Teacher Who Criticized “Rainbowland” Song Ban Is Being Fired
Cancel Culture? The Wisconsin teacher is being fired for complaining about the district banning kids from singing the Dolly Parton and Miley Cyrus song.
A Wisconsin first-grade teacher is being fired for speaking out against her school district for banning her kids from singing a song about rainbows and togetherness.
On Wednesday, the Waukesha School District voted 9-0 to fire Heyer Elementary teacher Melissa Tempel, who was first put on leave in April and has been in limbo ever since.
The drama first began in March, after Tempel’s students were barred from singing “Rainbowland”—a Miley Cyrus and Dolly Parton hit collaboration about hope, positivity, and love—at their first-grade concert. Administrators cited a district-wide policy on items “that may be considered political, controversial, or divisive,” as grounds to ban the song from being sung at the concert.

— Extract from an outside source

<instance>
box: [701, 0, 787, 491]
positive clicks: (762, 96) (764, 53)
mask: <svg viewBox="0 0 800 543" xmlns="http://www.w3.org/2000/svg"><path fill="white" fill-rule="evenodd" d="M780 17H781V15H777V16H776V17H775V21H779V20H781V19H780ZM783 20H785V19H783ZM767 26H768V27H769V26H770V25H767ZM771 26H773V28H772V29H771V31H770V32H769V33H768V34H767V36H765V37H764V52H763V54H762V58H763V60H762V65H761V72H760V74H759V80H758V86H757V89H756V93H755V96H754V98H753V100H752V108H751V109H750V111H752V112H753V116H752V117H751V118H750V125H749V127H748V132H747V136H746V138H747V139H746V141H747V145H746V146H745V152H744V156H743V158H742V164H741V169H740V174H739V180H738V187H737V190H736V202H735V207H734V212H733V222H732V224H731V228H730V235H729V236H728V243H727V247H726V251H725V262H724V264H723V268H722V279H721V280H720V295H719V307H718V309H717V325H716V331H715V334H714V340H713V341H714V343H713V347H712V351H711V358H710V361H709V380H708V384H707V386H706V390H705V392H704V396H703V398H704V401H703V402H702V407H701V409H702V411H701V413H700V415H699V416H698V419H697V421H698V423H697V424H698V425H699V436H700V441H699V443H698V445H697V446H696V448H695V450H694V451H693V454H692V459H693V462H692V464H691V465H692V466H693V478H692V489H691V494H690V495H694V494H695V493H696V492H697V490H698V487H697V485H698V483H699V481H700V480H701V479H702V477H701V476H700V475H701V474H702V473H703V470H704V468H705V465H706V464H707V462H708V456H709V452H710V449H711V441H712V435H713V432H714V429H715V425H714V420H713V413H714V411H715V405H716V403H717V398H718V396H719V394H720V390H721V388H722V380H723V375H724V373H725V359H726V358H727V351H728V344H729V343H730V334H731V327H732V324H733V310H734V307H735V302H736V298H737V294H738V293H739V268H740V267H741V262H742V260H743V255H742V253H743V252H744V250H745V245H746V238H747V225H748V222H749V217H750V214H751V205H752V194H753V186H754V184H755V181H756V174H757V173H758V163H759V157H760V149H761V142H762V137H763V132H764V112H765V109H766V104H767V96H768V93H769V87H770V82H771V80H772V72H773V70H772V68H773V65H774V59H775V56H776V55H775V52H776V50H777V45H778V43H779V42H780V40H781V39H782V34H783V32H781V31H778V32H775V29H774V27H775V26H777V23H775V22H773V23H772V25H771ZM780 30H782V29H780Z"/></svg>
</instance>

The administrators applied the policy to a song whose lyrics go like this:
All the hurt and the hate going on here (It needs to stop here)
We are rainbows, me and you
Every color, every hue
Let’s shine through (through)
Together, we can
Start livin’ in a rainbowland
Tempel tweeted about the ban, which brought massive public attention to the Waukesha School District. Shortly thereafter, Tempel was placed on administrative leave, with very little information made available to the public. Administrators have cited her initial public complaints about the ban as against school policy, which apparently prevents teachers from saying anything about administrators mysteriously censoring kids from singing about love and hope.
“I am deeply concerned that Ms. Tempel was removed from her classroom for standing up for them and what she knows is right,” a parent from Tempel’s class said at the time.
The issue all stems from Waukesha’s Board Policy 2240, “Controversial Issues in the Classroom,” which set guidelines for when the district would “permit” a so-called “controversial issue” to be introduced in the classroom. Along with the innocent Cyrus and Parton song, the policy has also been applied to bar students, teachers, and even classroom walls from donning rainbow designs, because of their association with the LGBTQ community. The over-policing has stirred up concern among parents and teachers alike who have found the policy to be repressive.
Officials may have set off claims for a First Amendment case. Tempel had previously said she would pursue such a claim against the district, after Superintendent Dr. Jim Sebert first recommended her termination back in May.
“I cannot allow others to be intimidated into silence,” she said at the time. “These are matters of public concern that the Waukesha Community has a right to know about and I stand by my decision to share the impact of Policy 2240 with the public. I will rest easy every night knowing that I did what was right for children.”